In the fall of 1998 I was 27 and really working hard of getting my life together. You see before that time I was kind of wild child. But by Sept, I had quit sleeping around. Not drinking. Not taking drugs. I had a good job and I was thinking hard about grown up responsibilities.
Now I wanted a family some day but I was really NOT into kids. There was this little kids that lived across the hall from me by the name of Jeffery. Now Jeffrey was a cool kid . A cute little thing with a round face and little round glasses. I really didn't know him other than to say "hi" in the elevator or at the store. There was something about this kid though. He used to really freak me out. He just had this energy that felt really strange to me. He felt like my son.
At that time I didn't know what it felt like to have a son. I was single and childless. An avowed career woman. But there was something with this boy.
I started writing in my diary about him. How he felt like my child even though I had never spoken to him aside from saying hello.
At the same time I was talking to this guy Rob.

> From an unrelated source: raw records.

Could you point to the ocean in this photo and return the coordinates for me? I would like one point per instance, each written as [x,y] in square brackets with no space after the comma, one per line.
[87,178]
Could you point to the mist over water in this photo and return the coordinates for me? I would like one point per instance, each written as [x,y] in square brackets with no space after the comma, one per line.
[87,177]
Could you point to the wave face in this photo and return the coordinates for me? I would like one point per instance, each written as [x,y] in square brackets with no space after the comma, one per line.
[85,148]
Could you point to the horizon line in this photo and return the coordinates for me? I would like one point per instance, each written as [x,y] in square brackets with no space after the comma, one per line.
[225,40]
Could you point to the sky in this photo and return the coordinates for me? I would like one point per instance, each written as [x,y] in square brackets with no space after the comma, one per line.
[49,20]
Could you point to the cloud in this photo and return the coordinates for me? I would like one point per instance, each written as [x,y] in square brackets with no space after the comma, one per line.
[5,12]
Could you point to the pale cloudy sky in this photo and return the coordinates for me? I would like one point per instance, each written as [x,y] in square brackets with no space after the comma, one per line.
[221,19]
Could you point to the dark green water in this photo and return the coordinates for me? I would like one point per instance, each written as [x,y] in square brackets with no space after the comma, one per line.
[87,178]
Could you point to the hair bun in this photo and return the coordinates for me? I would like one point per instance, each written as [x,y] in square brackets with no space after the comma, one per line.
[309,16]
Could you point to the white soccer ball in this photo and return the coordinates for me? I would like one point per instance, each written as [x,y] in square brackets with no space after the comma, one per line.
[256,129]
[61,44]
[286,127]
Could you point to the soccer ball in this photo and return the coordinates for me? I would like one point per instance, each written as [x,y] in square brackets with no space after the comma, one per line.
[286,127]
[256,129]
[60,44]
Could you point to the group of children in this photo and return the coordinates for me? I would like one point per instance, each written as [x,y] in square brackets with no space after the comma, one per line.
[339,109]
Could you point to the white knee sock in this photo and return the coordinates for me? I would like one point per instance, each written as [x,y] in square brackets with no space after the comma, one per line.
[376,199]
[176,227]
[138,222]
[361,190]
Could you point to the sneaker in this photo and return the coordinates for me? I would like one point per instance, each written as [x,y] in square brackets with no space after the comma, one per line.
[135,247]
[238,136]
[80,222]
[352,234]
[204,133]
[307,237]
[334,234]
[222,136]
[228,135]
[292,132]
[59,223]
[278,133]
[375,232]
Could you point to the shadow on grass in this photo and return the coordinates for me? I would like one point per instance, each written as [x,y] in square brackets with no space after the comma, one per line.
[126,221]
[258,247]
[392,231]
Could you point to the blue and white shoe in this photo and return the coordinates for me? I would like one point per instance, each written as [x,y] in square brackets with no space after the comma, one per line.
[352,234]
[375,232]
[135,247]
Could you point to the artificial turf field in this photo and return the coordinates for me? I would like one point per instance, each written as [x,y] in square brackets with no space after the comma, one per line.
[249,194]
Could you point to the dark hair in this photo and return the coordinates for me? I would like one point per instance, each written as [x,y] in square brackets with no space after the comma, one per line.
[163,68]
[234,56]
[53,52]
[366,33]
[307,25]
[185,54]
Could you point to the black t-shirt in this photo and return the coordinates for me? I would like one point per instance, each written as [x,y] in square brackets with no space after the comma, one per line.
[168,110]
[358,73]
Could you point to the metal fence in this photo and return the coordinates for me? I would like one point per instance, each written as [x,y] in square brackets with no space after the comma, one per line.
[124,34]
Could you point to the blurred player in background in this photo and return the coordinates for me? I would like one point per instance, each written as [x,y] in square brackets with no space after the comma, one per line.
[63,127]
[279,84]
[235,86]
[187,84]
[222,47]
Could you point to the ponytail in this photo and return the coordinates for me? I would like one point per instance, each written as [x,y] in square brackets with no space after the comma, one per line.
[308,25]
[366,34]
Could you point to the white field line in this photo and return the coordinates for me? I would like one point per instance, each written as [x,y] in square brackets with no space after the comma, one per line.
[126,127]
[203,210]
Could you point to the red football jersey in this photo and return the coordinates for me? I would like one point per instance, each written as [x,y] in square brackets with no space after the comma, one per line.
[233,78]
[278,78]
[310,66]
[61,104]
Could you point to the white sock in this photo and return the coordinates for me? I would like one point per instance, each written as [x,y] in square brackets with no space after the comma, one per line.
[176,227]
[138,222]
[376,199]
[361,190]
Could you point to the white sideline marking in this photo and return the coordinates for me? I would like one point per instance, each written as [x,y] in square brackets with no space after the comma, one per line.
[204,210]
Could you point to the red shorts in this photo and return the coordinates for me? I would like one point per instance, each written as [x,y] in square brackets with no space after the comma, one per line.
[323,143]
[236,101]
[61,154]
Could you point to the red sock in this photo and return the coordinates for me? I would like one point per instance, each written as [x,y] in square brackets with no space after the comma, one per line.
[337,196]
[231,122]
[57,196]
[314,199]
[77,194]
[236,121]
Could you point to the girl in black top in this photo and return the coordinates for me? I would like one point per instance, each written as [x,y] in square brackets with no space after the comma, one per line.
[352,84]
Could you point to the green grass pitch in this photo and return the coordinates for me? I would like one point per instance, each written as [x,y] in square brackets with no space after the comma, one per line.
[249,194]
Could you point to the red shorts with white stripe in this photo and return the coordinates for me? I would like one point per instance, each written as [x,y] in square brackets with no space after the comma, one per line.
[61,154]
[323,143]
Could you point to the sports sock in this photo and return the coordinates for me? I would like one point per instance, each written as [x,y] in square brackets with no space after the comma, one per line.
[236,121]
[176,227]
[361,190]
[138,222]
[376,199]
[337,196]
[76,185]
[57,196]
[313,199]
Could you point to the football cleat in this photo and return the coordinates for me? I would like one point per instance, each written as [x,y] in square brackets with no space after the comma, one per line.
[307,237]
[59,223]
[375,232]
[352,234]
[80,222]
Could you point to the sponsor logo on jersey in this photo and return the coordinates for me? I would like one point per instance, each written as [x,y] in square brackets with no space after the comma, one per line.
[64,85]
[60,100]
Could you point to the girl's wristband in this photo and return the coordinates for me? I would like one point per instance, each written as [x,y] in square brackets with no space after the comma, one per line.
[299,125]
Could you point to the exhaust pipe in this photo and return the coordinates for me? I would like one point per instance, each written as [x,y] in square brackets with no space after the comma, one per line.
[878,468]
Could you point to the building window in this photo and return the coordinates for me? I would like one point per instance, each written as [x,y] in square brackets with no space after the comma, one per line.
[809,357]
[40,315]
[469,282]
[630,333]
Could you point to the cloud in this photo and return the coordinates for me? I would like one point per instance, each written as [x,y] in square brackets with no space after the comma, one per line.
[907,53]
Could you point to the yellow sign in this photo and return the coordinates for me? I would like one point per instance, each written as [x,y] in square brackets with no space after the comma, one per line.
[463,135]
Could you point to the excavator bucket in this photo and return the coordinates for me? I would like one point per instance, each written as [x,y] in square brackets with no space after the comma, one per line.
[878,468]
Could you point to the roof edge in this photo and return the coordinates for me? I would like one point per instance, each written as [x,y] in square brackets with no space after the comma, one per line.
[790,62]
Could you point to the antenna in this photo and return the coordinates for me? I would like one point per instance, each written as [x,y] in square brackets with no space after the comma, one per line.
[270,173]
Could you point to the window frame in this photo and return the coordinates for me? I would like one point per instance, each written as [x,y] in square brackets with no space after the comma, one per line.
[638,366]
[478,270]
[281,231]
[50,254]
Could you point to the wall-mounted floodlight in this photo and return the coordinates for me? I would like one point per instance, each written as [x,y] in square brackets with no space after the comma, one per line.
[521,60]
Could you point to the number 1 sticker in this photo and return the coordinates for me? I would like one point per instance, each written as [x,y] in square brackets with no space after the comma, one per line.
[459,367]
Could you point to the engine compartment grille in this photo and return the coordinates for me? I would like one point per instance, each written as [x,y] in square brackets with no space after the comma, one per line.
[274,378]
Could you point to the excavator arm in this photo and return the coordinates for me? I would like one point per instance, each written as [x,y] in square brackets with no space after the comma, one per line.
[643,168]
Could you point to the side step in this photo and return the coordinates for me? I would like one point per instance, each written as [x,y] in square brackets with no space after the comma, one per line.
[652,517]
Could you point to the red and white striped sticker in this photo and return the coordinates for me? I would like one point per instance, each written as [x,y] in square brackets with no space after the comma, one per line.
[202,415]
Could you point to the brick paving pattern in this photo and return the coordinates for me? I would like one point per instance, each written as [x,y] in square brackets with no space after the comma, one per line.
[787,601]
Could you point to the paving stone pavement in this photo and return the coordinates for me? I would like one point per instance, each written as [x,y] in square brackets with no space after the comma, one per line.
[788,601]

Rob and I were just friends. He wanted to be a friend with benefits but I wasn't really doing that anymore. Nevertheless Rob would call me from time to time and we would talk.
September 9, 1998 I was sitting in my apartment when I first heard it. Blam. Silence. Then again blam, blam, blam, blam, blam. I didn't know what it was so I ignored it. It sounded like someone dropped a door out by the garbage bins. A few minutes later I hear all kinds of sirens and noise outside my apartment door. I didn't see anything through the peek hole so I slowly opened the door. An elderly neighbor is standing there so I asked her "what's going on?" "Somebody's dying!" she screams. I slam the door and walk back into my apartments.
I'm totally freaked and paseing the floor. I can't get my mom on the phone. I don't know who to call. I'm just totally wigged! When I open the door again Jeffrey's father is standing there and there are like 10 cops in the hall. Over the police radio I hear the report come in "DOA at the hospital-he's DOA at the hospital." Then the father starts wailing "I killed my son - oh my god I killed my son."
Now i'm TERRIFIED. I mean, this is a nice building in a nice part of town. I'm paying a lot of fucking rent and somebody just got kill. Jeffrey just got killed - BY HIS FATHER! WTF. Now i'm really freaking out!
I turn on the news and find out that a Queens man, in a fit of rage, has "reportedly" killed his entire family. The district attroney is standing in front of my building giving a press update.
Rob sees the story on the news and comes to my house. He calms me down. We talk. We kiss a little bit and start to make out. Things begin to get heated but I stop them before they go to far. My skirt gets hiked up and there's some rubbing around but I tell him he's got to go. Even in my shock and grief i'm still doing the right thing.
October 1, 1998. Life in my building has calmed down. Jeffrey's dad has been arrested. I'm a little under the weather butother than that everything is cool. At the insistence of a friend I take a home pregnancy test. I'm not worried about the results because I haven't been with a man in 8+ months. Blam-2 lines. Pregnant.
The only thought in my mind-Welcome back Jeffrey!